Erpetosuchus granti was originally assigned to Thecodontia, but that name is no longer considered valid in scientific literature because it is a paraphyletic group of early archosaurs.

A more recent phylogenetic analysis by Olsen et al. (2000) found E. granti to be the sister-taxon to the Crocodylomorpha. These were united in a clade by the following synapomorphies:
- Medial contact of the maxillae (upper jaw bones) to form a secondary bony palate
- Absence of a postfrontal bone at the top of the skull
- Parietal bones fused without a trace of a suture between them

Benton and Walker (2002) found the same sister-group relationship and proposed the name Bathyotica for the clade containing Erpetosuchus and Crocodylomorpha.
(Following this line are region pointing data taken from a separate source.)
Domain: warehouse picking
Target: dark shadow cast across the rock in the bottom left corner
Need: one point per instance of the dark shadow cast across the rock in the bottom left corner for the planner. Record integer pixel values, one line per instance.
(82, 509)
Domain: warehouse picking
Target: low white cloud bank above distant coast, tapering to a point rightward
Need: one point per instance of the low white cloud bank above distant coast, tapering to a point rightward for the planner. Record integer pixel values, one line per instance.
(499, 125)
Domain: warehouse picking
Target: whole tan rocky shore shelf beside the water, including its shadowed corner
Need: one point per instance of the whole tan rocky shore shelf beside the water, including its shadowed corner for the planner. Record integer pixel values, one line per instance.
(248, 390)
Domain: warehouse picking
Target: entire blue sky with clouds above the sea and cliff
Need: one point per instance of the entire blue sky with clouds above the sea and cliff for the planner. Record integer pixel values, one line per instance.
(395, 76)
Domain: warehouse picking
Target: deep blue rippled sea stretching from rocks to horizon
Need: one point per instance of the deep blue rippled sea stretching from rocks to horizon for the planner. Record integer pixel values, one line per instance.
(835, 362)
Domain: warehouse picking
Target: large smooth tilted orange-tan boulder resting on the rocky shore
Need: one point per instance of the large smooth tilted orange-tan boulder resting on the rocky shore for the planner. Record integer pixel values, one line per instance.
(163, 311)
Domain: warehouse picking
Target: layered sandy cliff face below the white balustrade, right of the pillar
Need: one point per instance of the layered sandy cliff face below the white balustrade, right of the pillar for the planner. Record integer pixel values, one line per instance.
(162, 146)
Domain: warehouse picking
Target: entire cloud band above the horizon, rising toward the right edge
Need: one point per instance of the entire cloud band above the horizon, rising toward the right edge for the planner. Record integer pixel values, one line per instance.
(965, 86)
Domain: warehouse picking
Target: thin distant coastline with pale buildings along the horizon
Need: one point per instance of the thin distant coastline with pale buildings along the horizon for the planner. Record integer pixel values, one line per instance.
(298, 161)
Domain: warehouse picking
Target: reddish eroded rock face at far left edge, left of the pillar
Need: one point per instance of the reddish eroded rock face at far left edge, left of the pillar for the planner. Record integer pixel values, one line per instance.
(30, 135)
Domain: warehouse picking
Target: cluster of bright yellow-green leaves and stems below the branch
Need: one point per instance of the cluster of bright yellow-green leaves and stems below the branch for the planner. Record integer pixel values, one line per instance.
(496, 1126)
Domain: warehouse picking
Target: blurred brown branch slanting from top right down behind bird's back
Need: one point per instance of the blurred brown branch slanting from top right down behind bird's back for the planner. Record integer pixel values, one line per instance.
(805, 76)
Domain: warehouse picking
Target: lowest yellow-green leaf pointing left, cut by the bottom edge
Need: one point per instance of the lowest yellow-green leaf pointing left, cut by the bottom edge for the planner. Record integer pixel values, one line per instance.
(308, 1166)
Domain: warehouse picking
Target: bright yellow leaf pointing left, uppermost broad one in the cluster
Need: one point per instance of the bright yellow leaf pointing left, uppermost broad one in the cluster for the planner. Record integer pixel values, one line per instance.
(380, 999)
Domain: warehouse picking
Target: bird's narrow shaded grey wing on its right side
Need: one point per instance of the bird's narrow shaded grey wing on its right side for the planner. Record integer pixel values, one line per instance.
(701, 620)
Nesbitt and Butler (2012) included Erpetosuchus within a more comprehensive phylogenetic analysis and found it to group with the archosaur Parringtonia from the Middle Triassic of Tanzania. Both were part of the clade Erpetosuchidae. Nesbitt and Butler did not find support for the sister-group relationship between Erpetosuchus and Crocodylomorpha. Instead, erpetosuchids formed a polytomy or unresolved evolutionary relationship at the base of Archosauria along with several other groups. It could take many positions within Archosauria, but none were as a sister taxon of Crocodylomorpha.